World-class fusion research to resume on NSTX spherical tokamak
At the US Department of Energy's (DOE) Princeton Plasma Physics Laboratory (PPPL), world-leading fusion research resumes later this fall. After more than six years of planning and construction—including three years of building and 574,000 hours of labour—the National Spherical Torus Experiment-Upgrade (NSTX-U) is ready to play a critical role in the quest to develop fusion energy as a clean, safe and virtually limitless fuel for generating electricity.
The National Spherical Torus Experiment-Upgrade team at the Princeton Plasma Physics Laboratory in the US. Photo: PPPL
The $94 million overhaul has made the machine the most powerful spherical tokamak in the world. The upgrade has doubled its heating power and magnetic field strength, lengthened its operation from one second to five seconds and increased its plasma performance by a factor of 10. The improvements create a flexible research platform that will enable some of fusion's most outstanding puzzles to be directly addressed.
"This achievement signifies the completion of an extremely successful challenge, which opens the door to a decade or more of exciting research," said PPPL Director Stewart Prager. "The world will now be watching to see if this experiment can serve to further improve our vision for future reactors."

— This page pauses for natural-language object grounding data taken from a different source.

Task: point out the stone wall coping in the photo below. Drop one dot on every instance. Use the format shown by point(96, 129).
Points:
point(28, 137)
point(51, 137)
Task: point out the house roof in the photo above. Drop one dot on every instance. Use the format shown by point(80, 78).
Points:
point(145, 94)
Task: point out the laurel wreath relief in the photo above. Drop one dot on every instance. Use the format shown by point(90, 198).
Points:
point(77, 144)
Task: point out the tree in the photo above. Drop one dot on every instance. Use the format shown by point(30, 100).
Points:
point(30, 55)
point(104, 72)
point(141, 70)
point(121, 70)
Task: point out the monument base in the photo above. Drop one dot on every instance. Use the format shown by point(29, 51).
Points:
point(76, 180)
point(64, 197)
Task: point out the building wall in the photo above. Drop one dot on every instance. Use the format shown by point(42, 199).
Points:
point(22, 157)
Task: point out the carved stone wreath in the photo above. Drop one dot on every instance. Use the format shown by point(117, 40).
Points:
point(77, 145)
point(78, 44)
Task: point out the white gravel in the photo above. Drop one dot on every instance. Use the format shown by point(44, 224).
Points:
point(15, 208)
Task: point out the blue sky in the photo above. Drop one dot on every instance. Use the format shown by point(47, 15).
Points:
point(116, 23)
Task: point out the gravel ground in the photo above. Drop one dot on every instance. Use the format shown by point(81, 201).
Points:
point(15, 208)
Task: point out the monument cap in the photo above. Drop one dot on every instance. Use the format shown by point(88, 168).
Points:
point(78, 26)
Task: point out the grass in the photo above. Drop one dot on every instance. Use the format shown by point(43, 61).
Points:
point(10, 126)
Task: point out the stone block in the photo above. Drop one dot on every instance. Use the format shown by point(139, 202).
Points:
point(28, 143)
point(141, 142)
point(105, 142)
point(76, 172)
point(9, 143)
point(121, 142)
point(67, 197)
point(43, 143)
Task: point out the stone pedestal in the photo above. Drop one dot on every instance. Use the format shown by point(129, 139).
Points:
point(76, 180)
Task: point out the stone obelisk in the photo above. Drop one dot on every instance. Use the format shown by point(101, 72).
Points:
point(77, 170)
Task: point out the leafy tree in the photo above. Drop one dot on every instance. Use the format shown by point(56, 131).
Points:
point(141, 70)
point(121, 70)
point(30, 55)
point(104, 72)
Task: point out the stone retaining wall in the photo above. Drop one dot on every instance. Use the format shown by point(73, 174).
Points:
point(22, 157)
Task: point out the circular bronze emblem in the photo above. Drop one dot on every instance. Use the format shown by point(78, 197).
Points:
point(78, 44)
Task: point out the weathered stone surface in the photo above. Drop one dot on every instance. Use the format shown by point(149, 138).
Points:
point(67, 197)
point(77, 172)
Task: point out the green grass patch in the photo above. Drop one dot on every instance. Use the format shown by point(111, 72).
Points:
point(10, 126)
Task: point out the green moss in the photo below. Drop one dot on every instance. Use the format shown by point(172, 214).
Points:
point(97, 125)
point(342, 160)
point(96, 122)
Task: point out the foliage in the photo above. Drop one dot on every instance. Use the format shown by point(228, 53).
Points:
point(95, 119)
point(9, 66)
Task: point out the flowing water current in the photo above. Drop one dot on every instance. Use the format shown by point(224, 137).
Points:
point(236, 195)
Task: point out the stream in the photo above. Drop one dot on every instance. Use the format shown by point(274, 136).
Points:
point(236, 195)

The new machine passed stringent tests to reach construction completion. On 11 May 2015, operators produced 40,000 electron-volts from a second neutral beam—a device used to heat the plasma—to demonstrate the first step in doubling the heating power. Then, on 10 August, engineers produced a 100,000-amp plasma—the fuel for fusion reactions. The twin achievements easily met the Key Performance Parameters (KPP) that the project had to satisfy to be completed. "This is not a little spherical torus anymore," said Al von Halle, the head of NSTX-U engineering and operations. "This machine has 10 times the capability of the original NSTX."